We additionally observed that oral bacteria abundances were generally similar between former and never smokers, implying that specific bacteria depleted by smoking may be restored following smoking cessation. Interestingly, a small number of OTUs were identified as differentially abundant between former and never smokers, including a few that were altered in the same direction as in current smokers. This finding may indicate some minor lingering effects of smoking. We did not observe an association between years since smoking cessation and bacterial class relative abundances in analyses restricted to former smokers. The absence of a clear trend with years since quitting among former smokers may be due to restoration of the oral microbiome occurring relatively quickly following smoking cessation, for example, during the first year or two immediately after quitting. We had insufficient data on the precise timing of smoking cessation to examine potential trends in oral microbiome composition during the period within a few years of quitting. Moreover, the effect of smoking cessation on the oral microbiome would be better studied with longitudinally collected oral wash samples, which would allow for within-person comparison of the oral microbiome pre- and post-smoking cessation. A few studies have examined the effect of smoking cessation on subgingival plaque bacteria longitudinally (Fullmer et al., 2009; Delima et al., 2010); however, these studies were limited by the extent of bacterial profiling. A longitudinal investigation of smoking cessation involving more extensive bacterial profiling of the oral microbiome (i.e. 16S rRNA gene sequencing) will be important to determine which taxa recolonize the oral environment after smoking cessation.

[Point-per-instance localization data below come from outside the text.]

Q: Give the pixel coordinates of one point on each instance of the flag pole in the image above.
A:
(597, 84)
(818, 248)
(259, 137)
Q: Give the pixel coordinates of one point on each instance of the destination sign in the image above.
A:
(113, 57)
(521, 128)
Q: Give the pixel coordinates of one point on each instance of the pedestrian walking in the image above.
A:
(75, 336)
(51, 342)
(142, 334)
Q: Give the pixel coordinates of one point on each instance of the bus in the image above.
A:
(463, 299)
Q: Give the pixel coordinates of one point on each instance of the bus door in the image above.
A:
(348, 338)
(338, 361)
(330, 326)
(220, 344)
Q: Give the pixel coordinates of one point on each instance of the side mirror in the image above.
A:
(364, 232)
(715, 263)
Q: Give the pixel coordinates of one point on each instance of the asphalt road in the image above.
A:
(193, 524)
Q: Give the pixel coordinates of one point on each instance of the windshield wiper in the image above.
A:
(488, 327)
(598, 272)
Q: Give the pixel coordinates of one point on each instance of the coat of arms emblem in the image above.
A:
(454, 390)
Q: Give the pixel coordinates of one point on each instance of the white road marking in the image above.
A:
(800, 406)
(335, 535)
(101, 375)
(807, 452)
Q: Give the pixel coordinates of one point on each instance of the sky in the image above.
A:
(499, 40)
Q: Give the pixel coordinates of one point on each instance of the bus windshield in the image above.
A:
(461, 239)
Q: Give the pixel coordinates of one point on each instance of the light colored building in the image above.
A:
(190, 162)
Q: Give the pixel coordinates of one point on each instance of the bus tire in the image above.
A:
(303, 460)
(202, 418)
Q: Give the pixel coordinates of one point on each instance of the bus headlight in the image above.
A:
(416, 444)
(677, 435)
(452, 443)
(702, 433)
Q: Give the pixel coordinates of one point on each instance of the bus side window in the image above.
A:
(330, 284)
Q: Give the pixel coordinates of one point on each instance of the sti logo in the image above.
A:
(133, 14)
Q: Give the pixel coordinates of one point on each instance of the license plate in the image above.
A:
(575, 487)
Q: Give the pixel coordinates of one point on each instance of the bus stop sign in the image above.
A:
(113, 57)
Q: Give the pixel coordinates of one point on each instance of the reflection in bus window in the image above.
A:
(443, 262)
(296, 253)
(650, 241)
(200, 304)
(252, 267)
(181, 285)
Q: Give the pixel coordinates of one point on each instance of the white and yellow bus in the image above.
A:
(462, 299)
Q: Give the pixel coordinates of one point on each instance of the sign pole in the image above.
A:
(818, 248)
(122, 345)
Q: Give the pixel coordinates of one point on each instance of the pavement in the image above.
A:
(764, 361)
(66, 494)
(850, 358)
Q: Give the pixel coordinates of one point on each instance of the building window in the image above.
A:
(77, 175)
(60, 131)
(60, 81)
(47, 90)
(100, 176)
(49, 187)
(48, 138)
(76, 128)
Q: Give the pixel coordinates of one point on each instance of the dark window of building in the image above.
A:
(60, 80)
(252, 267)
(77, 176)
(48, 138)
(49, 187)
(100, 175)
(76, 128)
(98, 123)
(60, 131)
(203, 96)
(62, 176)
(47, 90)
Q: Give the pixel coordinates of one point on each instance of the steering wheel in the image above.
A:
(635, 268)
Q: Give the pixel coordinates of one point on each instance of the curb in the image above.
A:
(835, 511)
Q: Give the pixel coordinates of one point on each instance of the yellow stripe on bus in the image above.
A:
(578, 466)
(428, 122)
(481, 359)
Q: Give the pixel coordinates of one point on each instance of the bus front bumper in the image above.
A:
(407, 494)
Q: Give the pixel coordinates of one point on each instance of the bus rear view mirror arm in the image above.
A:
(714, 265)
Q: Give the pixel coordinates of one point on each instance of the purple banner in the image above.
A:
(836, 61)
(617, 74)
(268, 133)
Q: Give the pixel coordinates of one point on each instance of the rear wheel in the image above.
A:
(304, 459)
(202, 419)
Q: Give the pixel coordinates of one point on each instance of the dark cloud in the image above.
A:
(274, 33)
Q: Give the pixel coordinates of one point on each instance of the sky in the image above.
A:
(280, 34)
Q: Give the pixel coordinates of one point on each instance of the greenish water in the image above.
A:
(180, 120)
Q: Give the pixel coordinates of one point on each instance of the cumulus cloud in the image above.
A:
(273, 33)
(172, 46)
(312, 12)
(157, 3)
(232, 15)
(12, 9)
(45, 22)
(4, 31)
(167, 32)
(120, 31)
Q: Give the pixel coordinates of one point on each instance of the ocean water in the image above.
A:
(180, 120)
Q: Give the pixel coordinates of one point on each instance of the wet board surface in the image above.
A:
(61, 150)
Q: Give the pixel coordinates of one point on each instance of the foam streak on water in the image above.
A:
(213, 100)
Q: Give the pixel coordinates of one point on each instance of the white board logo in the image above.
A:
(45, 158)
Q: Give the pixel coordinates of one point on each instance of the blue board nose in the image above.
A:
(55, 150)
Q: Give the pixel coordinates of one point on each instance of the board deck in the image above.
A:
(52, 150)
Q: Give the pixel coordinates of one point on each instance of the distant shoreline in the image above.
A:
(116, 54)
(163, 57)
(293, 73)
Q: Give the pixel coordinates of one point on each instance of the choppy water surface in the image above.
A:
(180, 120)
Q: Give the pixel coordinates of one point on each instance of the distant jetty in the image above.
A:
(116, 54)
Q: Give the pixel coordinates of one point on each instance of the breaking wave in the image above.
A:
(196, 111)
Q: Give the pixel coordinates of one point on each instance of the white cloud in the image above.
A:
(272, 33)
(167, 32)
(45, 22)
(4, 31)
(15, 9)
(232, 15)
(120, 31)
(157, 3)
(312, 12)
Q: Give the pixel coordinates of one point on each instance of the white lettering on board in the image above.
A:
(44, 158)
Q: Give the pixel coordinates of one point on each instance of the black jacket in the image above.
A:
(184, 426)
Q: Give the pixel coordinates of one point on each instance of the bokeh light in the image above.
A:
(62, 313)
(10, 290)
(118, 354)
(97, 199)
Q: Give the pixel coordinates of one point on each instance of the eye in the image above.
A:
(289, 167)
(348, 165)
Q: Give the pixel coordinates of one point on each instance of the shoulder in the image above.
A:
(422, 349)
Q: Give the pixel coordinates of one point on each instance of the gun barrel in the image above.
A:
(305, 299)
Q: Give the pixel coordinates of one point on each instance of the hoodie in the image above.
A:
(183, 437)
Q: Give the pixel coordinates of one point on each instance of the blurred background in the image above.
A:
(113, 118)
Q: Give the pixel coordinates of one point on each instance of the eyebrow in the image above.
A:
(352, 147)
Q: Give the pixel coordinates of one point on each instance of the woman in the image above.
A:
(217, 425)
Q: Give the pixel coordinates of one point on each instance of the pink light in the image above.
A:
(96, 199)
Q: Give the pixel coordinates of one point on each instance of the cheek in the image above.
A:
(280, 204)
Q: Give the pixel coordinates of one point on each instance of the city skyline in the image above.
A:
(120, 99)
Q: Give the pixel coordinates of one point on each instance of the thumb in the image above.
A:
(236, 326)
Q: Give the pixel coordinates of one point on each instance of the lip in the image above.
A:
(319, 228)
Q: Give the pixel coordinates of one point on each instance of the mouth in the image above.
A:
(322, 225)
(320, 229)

In summary, in this large study of the human oral microbiome, we observed that smoking is related to overall oral microbiome community composition, and to the abundance of many taxa. Smoking may promote an anaerobic oral environment and a bacterial community with reduced xenobiotic degradation capabilities. Strengths of this study include the large sample size, the ability to check replication of findings in four data sets and the control of potential confounders. This study was limited by lack of metagenomic data to determine the actual gene content of bacteria altered by smoking and lack of longitudinal samples pre- and post-smoking cessation. Additionally, due to the elderly age of our study participants, our findings may not be generalizable to younger populations, particularly since the oral microbiome changes with age (Xu et al., 2015). Future studies should investigate the impact of smoking on the metagenomic content of the oral microbiome, and whether smoking-related oral bacterial and/or metagenomic changes mediate the health effects of smoking.